Kapı pervazına oturuyorum. Gözlerimden akan yaşlar tenimi yakarken elimi sol göğsüme var gücümle bastırıyorum. O kadar canım yanıyor ki, haykırırken sadece içim bunu duyuyor. Her şeyi içimde yaşadım. Her şey beynimin içindeydi. Her şey tamamen benim hayal ürünümdü. O yüzden gerçekleşmedi. Ama şimdi içimde yaşadığım bu acı tamamen gerçek. Küfür bu, dünyanın en kaldırılmaz küfrü.

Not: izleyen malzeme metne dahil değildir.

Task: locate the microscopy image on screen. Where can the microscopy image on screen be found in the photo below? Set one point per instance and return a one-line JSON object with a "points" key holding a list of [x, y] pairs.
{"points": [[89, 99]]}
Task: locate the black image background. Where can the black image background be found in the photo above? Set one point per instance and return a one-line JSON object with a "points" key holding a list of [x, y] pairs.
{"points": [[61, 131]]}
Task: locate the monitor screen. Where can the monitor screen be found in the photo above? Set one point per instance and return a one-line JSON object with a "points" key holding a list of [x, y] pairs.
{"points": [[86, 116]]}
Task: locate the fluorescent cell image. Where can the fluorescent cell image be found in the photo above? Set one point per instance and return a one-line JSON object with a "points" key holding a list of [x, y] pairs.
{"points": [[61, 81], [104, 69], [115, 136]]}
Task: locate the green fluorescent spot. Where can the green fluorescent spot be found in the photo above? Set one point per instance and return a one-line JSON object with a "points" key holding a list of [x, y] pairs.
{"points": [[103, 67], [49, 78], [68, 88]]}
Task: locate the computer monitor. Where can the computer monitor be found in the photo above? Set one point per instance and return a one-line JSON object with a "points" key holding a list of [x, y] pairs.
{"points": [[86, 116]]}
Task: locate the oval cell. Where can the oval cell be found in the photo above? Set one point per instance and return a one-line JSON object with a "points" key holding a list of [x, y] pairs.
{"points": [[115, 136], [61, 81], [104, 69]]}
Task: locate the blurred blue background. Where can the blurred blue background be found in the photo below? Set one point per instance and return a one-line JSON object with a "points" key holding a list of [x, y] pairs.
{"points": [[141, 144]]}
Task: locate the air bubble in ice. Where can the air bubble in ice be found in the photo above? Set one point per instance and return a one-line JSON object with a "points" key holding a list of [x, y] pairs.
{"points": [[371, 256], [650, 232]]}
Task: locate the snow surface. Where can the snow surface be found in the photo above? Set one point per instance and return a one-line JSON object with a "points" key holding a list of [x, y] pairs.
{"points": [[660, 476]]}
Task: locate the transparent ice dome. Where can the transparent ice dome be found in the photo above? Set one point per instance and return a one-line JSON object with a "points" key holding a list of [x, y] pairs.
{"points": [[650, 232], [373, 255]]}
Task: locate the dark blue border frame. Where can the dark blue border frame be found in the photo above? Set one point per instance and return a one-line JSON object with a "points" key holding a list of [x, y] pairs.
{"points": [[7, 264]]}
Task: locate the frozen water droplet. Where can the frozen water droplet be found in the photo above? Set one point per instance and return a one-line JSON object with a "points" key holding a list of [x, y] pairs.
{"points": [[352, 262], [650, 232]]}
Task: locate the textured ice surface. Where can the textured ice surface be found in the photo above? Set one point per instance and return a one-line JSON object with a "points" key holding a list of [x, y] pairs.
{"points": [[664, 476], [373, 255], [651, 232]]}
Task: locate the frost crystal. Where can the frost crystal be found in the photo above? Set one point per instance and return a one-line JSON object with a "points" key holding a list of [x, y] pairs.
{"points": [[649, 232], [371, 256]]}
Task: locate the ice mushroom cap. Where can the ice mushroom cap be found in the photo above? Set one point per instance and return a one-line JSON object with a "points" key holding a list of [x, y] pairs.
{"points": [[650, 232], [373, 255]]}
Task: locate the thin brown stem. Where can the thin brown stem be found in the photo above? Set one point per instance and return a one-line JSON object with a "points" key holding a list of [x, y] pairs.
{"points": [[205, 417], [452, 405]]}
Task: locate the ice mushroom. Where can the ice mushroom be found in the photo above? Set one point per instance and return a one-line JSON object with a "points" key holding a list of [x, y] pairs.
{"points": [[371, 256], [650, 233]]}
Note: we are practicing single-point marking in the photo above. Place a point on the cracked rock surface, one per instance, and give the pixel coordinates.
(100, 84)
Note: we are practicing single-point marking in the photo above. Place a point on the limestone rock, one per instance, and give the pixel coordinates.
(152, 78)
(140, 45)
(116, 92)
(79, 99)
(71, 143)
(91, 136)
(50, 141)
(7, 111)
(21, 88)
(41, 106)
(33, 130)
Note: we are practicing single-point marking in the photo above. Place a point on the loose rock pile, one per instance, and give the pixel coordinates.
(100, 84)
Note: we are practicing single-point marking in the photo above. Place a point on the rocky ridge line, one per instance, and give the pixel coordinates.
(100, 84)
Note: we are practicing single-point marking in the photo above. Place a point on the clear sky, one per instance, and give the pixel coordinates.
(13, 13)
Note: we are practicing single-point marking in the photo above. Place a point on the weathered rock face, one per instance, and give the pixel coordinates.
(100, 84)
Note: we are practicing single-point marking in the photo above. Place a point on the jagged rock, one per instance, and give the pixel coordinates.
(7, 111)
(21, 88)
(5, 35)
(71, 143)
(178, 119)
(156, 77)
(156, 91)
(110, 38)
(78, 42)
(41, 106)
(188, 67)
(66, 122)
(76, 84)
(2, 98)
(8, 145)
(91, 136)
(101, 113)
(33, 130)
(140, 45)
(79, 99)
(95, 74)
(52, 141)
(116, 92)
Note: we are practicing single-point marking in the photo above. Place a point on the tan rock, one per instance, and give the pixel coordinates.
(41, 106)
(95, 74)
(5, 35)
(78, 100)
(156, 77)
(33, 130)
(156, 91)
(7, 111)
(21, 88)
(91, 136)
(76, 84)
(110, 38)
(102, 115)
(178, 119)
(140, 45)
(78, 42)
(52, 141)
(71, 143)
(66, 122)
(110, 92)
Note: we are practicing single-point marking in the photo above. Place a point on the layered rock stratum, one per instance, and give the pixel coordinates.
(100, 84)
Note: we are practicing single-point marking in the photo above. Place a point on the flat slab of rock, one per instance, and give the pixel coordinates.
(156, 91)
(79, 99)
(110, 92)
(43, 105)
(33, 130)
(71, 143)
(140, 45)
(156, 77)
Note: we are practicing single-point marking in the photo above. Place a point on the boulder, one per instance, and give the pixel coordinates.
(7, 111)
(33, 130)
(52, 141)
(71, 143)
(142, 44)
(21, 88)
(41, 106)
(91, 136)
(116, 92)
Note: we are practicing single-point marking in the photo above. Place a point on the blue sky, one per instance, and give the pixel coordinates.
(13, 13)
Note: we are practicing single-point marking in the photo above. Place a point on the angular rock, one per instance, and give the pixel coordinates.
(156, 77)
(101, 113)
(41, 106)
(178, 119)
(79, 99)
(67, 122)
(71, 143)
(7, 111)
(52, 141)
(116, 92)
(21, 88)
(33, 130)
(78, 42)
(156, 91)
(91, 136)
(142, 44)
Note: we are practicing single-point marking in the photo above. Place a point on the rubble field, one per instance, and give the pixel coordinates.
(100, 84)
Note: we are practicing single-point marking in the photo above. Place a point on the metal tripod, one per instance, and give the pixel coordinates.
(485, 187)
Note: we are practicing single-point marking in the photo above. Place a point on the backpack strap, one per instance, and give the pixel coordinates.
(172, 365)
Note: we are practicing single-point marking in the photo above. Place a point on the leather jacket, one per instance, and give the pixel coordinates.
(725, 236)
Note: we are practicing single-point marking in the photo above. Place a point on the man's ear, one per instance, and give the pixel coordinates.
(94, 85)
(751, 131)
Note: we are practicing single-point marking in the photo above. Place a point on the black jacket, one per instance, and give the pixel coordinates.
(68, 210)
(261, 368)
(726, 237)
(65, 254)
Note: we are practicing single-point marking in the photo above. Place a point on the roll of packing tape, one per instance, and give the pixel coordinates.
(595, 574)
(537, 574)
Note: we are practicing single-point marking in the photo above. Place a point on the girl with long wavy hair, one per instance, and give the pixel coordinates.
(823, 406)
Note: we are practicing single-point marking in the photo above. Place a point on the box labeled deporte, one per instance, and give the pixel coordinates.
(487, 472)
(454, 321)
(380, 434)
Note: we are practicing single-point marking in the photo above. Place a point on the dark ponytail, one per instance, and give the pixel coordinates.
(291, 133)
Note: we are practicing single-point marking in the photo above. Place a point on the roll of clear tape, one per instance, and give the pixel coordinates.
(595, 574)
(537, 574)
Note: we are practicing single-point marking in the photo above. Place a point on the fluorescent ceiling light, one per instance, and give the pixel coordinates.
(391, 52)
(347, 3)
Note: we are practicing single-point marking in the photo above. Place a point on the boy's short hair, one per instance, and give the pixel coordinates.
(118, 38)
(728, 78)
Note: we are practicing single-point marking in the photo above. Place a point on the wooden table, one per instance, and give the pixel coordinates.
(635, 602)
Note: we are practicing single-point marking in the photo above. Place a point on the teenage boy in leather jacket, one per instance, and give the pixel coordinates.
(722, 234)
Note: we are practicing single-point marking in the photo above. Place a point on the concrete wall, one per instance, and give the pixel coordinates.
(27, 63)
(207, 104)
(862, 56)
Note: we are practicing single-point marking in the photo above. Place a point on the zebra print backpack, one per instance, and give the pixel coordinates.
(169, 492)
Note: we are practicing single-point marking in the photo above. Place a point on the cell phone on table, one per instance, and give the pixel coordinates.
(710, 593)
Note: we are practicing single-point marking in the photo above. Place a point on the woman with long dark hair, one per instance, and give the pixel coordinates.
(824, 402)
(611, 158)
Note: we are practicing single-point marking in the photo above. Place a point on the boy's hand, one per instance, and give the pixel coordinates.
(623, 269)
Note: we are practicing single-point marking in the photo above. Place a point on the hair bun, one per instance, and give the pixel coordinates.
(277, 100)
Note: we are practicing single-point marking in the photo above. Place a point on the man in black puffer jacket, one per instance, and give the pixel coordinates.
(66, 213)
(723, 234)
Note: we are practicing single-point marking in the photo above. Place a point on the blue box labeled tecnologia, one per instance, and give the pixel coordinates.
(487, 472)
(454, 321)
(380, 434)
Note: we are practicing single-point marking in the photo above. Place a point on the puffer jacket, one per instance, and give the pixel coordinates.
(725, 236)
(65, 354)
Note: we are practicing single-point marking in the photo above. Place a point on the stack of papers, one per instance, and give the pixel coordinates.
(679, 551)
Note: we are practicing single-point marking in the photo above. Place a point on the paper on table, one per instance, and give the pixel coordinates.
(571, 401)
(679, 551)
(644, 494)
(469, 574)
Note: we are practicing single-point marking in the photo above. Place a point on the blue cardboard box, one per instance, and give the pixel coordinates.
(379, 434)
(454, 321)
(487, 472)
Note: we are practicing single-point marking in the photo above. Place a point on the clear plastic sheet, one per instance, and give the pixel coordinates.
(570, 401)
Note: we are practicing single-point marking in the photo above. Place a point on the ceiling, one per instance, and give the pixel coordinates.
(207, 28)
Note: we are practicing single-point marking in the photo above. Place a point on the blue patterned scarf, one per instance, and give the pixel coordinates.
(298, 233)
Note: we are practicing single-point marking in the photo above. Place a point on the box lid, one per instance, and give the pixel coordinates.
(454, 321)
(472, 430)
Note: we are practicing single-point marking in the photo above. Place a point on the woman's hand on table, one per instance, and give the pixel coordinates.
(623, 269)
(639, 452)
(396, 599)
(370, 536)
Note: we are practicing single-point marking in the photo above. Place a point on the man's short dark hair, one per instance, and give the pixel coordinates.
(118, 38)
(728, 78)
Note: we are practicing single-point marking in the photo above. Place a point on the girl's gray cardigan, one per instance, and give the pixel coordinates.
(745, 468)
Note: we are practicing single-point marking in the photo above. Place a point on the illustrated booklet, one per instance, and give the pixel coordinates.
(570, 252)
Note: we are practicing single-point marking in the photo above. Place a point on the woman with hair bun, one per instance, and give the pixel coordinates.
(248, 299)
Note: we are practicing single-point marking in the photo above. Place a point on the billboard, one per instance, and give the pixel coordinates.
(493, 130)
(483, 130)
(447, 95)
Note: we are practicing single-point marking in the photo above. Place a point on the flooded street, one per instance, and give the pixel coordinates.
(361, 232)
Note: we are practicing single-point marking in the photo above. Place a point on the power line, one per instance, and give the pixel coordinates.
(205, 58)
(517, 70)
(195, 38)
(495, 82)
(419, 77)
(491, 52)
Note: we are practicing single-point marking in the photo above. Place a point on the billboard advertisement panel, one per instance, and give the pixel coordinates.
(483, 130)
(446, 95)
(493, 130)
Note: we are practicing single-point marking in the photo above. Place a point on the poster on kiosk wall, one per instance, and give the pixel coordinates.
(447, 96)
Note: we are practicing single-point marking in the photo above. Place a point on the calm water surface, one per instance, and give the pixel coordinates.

Kalbimin atması dursun istiyorum. Ve sen hiç akıllanmıyormuş gibi yanıma geliyor, tam karşıma oturuyor ve beni kollarının arasına alıp kendine çekiyorsun. Dudağıma varla yok arası bir öpücük bırakırken “Geçti,” diyorsun.
“I-ıh”
Tek söyleyebileceğim bu oluyor. Sen ateşi seven bir kelebek gibi döne döne kendini cehennem ateşine atmayı seviyorsun. Yanıp kül olmak yine umrunda değil. Yapma, bana bunu yapma. Bana yüklenmek istemediğim sorumluluklarla gelme, dedikçe sen her sarılışında, her öpüşünde bana bir sürü yüzleşecek konu bırakıyorsun. Bunu yaparken de oldukça mutlusun. Sanırım beni bu yüzden sevdin. Sen acıdan beslenen, karamsarlıktan güç alan bir adam oldun. Ben ise senin için çok uygun bir denektim.
Sen hep benim acımı kendininkinden üstün tuttun. Ve ben senin üzülmene hiçbir zaman müsade etmedim. Çünkü benim acım daha geçmedi. Bu seni hep daha da acı içinde bıraktı. Bu kısır döngü bizim pes etmemizi beklerken, sen dibe vursan da bana koşarak hep kaderi haksız çıkardın.
Kapı pervazında, göğsüne başımı yaslamış, seninle, sevilmemenin acısını paylaşıyorum.
Bu kadar sabırlı olduğun için teşekkür ederim.
Sevgili Y, seni kazanamadan kaybetmek ne demekmiş öğrendim. Şimdi saklandığın yerden çık, buna ihtiyacım var.